Dúvidas...

Ângelo Alves

Gaza não pode ser isolada do restante problema palestiniano

À altura da escrita deste artigo ainda não se conhece o desfecho da operação de retirada do exército israelita da Faixa de Gaza e de desmantelamento dos 21 colonatos existentes nesta pequena faixa de território e que milhares de radicais de extrema direita nele infiltrados tentam boicotar. No entanto, importa desde já reter algumas ideias fundamentais relativamente aos reais objectivos desta operação.

É impossível não olhar à primeira vista com simpatia e alguma confiança para a ideia de pela primeira vez desde a guerra de ocupação de 1967 se devolver territórios ao povo palestiniano que lhe pertencem por direito e pelos quais luta há muito.
Mas a confiança é acompanhada de uma grande dúvida sobre as reais razões que terão levado Sharon a decidir unilateralmente retirar de Gaza e desmantelar os colonatos, quando foi ele próprio um dos grandes - senão o principal - mentor e executor da política de expansão e consolidação da ocupação israelita através da construção desses mesmos colonatos e foi recentemente também o mandante da construção do muro sionista que procura anexar mais territórios na Cisjordânia. Procurando respostas a essa dúvida facilmente nos apercebemos da constatação de um facto que já era impossível de esconder: o fracasso da política de colonatos na Faixa de Gaza. E isso teve um peso determinante na decisão. Gaza com os seus minúsculos 363 km2 alberga uma população de 1,3 milhões de habitantes, sendo actualmente a região do mundo com maior densidade populacional (4300 habitantes / Km2). Os 8000 colonos israelitas que ali viviam (0,6% da população) ocupavam 20% do território, criando uma situação de tensão e pressão demográficas insustentáveis com consequências sociais devastadoras e isso fazia com que quaisquer planos de anexação total da Faixa de Gaza fossem acima de tudo a decisão de “comprar” um problema. Por isso, abdicar de Gaza, é acima de tudo a resolução de um problema criado com a construção dos colonatos.
Sharon afirma com ar combalido que foi uma decisão difícil abdicar da Faixa de Gaza mas na realidade não há qualquer abdicação. Gaza continuará cercada por terra, mar e ar pelo exército israelita e continuará a ser um enclave no meio de Israel. Os pescadores palestinianos poderão pescar, é um facto, mas as suas fronteiras marítimas continuarão cercadas pelo exército israelita. A comunicação terrestre com a Cisjordânia, a outra parte do território palestiniano continuará a ser impossível de realizar sem o controlo e a decisão de israelitas. Ou seja, resolvendo um problema, Israel mantém o controlo sob o território, ficando com todas as condições para o reocupar sempre que o desejar.
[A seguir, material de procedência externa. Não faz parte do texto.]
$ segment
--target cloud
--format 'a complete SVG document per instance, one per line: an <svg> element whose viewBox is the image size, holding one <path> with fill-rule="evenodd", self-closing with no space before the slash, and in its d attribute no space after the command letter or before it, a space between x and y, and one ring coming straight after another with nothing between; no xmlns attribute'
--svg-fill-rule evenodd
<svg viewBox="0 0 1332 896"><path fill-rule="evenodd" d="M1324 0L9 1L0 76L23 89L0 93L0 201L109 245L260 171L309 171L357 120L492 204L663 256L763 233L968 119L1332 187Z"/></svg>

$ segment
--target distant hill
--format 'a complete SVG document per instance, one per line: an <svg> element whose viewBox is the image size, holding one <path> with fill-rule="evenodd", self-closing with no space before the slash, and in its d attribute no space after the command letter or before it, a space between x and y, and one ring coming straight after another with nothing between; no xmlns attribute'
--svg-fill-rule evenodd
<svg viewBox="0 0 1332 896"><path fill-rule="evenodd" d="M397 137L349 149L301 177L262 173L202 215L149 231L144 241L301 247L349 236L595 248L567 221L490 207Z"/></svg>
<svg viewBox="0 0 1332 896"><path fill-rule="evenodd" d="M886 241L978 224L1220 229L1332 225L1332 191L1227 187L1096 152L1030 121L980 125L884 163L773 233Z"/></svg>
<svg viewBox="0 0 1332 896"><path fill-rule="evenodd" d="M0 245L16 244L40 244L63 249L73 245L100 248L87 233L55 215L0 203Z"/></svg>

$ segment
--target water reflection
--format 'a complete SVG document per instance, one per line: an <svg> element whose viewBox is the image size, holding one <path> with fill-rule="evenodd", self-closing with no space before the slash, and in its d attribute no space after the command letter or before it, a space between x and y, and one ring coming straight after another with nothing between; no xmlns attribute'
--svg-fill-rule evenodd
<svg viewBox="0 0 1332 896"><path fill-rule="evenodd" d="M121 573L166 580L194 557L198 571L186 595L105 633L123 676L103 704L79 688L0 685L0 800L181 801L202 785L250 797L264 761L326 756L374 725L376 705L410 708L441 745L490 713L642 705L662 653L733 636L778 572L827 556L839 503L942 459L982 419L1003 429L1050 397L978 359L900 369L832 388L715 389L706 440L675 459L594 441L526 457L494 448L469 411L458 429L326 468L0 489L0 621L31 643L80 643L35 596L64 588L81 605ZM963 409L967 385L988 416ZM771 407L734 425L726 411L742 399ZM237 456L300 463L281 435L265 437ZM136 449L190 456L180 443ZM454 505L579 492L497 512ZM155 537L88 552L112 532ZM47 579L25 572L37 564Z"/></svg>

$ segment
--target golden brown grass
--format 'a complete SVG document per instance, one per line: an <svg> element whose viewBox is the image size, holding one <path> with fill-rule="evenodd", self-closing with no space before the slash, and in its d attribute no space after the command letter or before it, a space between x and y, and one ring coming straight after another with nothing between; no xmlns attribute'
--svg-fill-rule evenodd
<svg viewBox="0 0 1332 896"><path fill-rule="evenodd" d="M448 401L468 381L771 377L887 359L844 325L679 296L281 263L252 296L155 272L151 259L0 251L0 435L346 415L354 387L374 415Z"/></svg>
Mas Gaza não pode ser isolada do restante problema palestiniano, e aqui reside a questão central da decisão de Sharon. O Muro sionista continua de pé anexando territórios na Cisjordânia. As centenas de Check Points lá estão. Dos 120 colonatos onde vivem 400 mil colonos israelitas apenas 4 foram desmantelados e Sharon não hesitou em afirmar que irá reforçar e alargar alguns dos que se mantêm. Ou seja, Sharon apostou unilateralmente numa política de encenação de boa vontade - de que a retirada de Gaza é a montra - para consolidar e alargar a ocupação na Cisjordânia; criar uma situação de facto de impossibilidade da edificação de um Estado Palestiniano viável, transformando-o num conjunto de enclaves; manter e reforçar todo o controlo militar na região e reganhar alguma credibilidade política internacional. Pelo caminho ajuda Bush a dar uma ideia de desanuviamento da situação no Médio Oriente, quando ao lado, no Iraque o chamado processo constituinte continua bloqueado e as baixas americanas batem records. Pelo caminho também Bush aproveita a situação para, com um jornalista israelita de visita ao seu rancho no Texas, fazer o primeiro ensaio de uma muito possível declaração de guerra ao Irão.
Como se disse no início é com simpatia que vemos o povo palestiniano a ter melhores condições para viver e trabalhar na sua própria terra, em Gaza. Mas é ao mesmo tempo com preocupação que cruzamos os dados deste complexo e perigoso puzzle que o Médio Oriente é, fruto dos crimes e agressões imperialistas e sionistas.